For anyone not already familiar with a robo-advisor, it is a wealth management service available through a website or app that offers portfolio management advice via an automated algorithm. These algorithms have removed the need for human interaction with an actual financial advisor/planner.
Image Source: Bloomberg
Many people in the finance industry believe people are becoming entranced with this trendy term and are not recognizing how risky the robo-advisor’s algorithm can be to one’s portfolio. So, let’s break down some of the dangers that come along with robo-advising:
- One of the most dangerous aspects of many robo-advisors is the fact they are untested. The majority were built and launched during a time stocks were rising, and their algorithms are not designed to managed portfolios properly during long-term periods of market instability and declining stock prices. Even a recent Nasdaq article, which quotes Warren Buffets advice, “Beware of geeks bearing formulas,” warns of investment rookies to not entrust their savings to these untested algorithms.
- Another downside of investing via a robo-advisor is you are putting your financial security and future in the hands of a computer/algorithm. Don’t be fooled by a sharp looking app and/or website. Your money is basically hanging in the balance of an algorithm.
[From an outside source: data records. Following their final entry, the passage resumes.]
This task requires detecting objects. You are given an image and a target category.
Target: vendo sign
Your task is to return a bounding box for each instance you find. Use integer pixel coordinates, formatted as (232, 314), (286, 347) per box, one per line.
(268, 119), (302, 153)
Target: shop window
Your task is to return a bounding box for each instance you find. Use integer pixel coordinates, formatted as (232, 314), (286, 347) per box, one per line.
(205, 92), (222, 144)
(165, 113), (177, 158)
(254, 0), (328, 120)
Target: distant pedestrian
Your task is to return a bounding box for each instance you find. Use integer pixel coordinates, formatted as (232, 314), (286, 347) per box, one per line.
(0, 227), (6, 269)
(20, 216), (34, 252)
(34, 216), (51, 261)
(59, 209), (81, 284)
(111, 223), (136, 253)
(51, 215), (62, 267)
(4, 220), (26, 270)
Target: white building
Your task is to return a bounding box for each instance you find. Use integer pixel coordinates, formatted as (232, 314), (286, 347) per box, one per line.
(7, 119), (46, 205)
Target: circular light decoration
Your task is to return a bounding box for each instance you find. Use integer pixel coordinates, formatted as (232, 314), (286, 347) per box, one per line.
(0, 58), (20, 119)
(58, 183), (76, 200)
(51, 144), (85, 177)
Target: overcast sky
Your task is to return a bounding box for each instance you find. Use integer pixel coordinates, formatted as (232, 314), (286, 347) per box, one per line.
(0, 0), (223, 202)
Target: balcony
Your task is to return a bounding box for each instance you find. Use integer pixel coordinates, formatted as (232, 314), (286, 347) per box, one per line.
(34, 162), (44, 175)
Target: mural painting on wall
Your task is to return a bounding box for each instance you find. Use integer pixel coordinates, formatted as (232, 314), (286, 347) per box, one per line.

- Robo-advisors have no input regarding your distinct situation, as opposed to an advisor who understands and knows your high and low seasons, has built a relationship with you, and understands your goals. You can also kiss the possibility of getting good financial advice regarding your unique situation goodbye!
- Many of these algorithms are too simple to understand complex investing and portfolios typically seen in older investors.
- There is no accountability; although robo-advisors are required to be registered with the SEC, they are built by software programmers not financial advisors. This means they are not fiduciaries and do not have to meet the standard of an RIA. When investment decisions go south, who is accountable?
Now that we are more aware of the risk behind robo-advisors, let’s take a closer look at whether people prefer this mode of investing versus a human-to-human relationship with a financial advisor. According to a Salesforce study, 89% of Baby Boomers, 86% of Gen Xers, and 81% of Millennials still prefer an actual financial advisor to handle their investments and financial future. While this is great news, the study also pointed out that almost 70% of investors want to collaborate with an investor who uses modern financial planning tools and apps.
So, what does this mean for financial advisors? Your best bet is to take the good aspects of a robo-advisor such as real-time updates, 24/7 accessibility, a variety of communication channels, and a collaborative platform and offer these to your clients (and leave the untested algorithms and strategies behind). Financial advisors who use these tools but can bring a human aspect to their services will find they are at an advantage and their clients will be too.
While the number of robo-advising platforms is increasing, the reality is clients still prefer and seek out interaction with an actual financial planner. And that is great news.